I am 37-years old. I work for myself and I live alone. I can’t imagine a scenario when I would choose to change this. I understand myself and my needs, I know my own ways and find the rest of the world difficult. I really don’t understand why anyone would be interested in me, as I am not really interested in anyone else. Don’t get me wrong, I don’t hate others, I just don’t get them. Other people are erratic, confusing and contradictory.
For me, the easiest communication is written. Anything else is pressurised and time restricted. I can’t follow facial expressions, vagueness, abstract concepts or tones of voice. I seem to upset other people, I don’t mean to, I just don’t get what they mean, I don’t understand why can’t people just be clear as to their meaning?
I choose to be alone because it is more straightforward that way. I can get overloaded easily, people call me insensitive, I find the emotions of other people very hard and would rather not be involved in them.
On the TV dramas, people like me are called loners. Sometimes ‘dangerous loners’. We are the people the neighbours are suspicious of, the people who are arrested in TV dramas, but we are not scary, just different and often scared ourselves. The world is confusing and unpredictable.

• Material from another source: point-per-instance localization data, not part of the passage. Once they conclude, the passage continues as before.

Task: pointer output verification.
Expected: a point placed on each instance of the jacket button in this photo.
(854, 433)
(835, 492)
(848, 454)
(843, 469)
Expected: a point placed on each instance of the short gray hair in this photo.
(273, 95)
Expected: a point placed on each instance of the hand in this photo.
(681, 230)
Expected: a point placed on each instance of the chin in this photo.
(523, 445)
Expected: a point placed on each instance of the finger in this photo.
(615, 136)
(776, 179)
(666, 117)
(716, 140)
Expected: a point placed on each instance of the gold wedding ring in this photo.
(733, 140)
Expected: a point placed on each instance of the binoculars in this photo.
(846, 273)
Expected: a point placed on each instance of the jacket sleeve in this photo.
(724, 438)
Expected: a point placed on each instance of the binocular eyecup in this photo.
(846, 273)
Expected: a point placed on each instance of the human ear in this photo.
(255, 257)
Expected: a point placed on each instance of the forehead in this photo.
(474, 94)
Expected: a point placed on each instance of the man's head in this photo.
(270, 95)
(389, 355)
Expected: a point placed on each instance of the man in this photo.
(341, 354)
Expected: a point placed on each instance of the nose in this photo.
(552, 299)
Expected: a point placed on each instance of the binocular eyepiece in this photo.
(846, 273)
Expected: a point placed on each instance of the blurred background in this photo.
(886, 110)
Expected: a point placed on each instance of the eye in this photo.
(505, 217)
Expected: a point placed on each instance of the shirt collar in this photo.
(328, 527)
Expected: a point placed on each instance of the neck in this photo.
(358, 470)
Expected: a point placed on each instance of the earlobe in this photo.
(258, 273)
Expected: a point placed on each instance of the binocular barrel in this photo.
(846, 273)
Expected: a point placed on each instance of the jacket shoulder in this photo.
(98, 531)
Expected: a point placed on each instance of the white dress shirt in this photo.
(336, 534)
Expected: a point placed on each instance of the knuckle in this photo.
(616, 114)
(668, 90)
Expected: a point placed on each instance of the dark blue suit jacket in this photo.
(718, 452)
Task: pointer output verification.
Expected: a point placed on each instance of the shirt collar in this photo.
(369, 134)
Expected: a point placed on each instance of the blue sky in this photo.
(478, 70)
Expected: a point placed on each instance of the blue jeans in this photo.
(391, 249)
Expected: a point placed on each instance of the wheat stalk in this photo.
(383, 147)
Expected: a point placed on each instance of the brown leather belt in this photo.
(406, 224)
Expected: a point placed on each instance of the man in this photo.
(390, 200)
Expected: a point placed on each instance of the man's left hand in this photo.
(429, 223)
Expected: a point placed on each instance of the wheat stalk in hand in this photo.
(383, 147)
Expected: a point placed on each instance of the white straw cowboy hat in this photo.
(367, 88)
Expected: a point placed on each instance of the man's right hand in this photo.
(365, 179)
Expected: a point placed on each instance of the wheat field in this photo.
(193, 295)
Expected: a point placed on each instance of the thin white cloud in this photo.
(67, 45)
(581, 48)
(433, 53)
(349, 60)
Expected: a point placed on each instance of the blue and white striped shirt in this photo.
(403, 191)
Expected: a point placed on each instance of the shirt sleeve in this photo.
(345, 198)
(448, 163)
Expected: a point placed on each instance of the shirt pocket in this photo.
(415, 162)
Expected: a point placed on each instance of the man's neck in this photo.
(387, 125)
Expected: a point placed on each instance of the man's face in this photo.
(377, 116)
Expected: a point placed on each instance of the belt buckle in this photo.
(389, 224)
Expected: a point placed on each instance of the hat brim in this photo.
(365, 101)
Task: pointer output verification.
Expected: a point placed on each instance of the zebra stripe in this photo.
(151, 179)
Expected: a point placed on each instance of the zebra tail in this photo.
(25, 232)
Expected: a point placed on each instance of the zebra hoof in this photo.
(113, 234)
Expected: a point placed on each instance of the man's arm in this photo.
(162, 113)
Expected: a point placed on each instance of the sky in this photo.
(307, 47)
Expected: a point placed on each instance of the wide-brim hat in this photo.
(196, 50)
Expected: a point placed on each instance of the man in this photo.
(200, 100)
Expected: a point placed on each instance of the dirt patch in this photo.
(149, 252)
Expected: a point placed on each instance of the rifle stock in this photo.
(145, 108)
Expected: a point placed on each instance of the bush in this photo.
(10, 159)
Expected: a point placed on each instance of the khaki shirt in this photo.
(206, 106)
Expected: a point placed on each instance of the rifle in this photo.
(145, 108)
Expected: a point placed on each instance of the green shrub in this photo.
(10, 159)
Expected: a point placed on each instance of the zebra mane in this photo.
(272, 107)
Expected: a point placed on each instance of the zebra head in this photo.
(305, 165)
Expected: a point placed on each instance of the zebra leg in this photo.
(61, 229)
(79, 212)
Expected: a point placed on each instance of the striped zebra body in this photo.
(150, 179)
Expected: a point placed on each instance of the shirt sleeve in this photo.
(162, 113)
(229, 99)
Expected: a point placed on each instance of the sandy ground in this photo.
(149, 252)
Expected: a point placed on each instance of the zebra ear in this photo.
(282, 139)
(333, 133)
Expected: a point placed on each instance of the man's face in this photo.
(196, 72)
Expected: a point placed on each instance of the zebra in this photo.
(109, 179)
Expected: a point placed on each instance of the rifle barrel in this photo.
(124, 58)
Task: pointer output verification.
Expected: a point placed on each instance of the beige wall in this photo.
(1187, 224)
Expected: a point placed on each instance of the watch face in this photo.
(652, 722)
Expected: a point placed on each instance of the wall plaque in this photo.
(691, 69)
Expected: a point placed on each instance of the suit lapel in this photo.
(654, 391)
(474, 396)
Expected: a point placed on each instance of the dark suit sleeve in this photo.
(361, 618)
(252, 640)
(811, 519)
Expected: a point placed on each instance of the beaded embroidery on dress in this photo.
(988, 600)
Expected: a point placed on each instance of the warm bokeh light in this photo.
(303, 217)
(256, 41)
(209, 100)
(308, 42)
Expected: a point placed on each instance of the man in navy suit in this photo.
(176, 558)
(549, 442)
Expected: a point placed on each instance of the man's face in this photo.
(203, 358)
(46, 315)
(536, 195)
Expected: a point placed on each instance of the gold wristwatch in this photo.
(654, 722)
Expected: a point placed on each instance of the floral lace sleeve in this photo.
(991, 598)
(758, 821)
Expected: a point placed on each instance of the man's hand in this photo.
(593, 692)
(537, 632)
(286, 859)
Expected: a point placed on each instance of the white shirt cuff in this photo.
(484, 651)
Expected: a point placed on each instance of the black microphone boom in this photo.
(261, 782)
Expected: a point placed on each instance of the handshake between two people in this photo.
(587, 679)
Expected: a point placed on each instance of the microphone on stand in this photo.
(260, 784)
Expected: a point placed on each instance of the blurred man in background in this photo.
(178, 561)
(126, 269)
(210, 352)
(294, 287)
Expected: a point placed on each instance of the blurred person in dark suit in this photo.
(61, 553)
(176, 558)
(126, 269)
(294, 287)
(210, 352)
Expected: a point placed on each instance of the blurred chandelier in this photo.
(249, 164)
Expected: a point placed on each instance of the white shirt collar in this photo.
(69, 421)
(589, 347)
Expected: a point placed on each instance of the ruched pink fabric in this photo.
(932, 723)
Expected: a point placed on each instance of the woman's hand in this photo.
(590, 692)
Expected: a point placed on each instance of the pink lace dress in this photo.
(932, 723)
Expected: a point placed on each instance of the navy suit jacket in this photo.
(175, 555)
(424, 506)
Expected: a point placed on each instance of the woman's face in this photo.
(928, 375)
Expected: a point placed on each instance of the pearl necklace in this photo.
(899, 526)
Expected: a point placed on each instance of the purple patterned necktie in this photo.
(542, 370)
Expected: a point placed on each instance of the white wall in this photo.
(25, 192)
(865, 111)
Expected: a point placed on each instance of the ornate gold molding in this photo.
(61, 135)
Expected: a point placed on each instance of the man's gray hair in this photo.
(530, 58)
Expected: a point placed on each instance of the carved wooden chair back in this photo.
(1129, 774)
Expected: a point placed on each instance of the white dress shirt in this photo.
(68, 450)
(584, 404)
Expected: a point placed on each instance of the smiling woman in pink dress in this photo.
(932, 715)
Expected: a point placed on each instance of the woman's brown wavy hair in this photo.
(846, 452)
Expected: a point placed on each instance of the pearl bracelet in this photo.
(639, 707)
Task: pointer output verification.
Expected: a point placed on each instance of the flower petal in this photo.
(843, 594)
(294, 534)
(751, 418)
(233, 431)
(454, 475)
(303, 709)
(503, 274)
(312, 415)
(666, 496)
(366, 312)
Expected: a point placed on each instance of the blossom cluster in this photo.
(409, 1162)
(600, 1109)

The word seems to come with a stigma. If I tell people what I am, perhaps I would be considered high-risk, I fear the people with the clip boards will do ‘an assessment’ and replace me ‘for operational reasons’ with somebody ‘neuro-normative’. The normal people are more acceptable to the insurance company. Then what would happen to me? Not disabled enough for benefits, not abled enough to work. Isolation is the best choice, stay out the way, off the radar, out of sight, out of mind and nobody’s responsibility.
I got a mobile phone twelve years ago, it still only ever had 7 contacts, 6 of them I haven’t called in years (one of them I can’t even remember), the other is my boss and who I try to avoid calling for anything at all.
A recent survey I found on the internet said that changes, social situations and unexpected changes all lead to ‘too much information’. It also said that 79% of people like me are isolated. For me (any many other like me) this is a conscious choice, a way of living. I wouldn’t want to change this; I like how things are on my own, steady, consistent and predictable. For some people, isolation is an accident, a terrible circumstance, a negative. However not for me.
I am isolated, I am autistic, I am fine.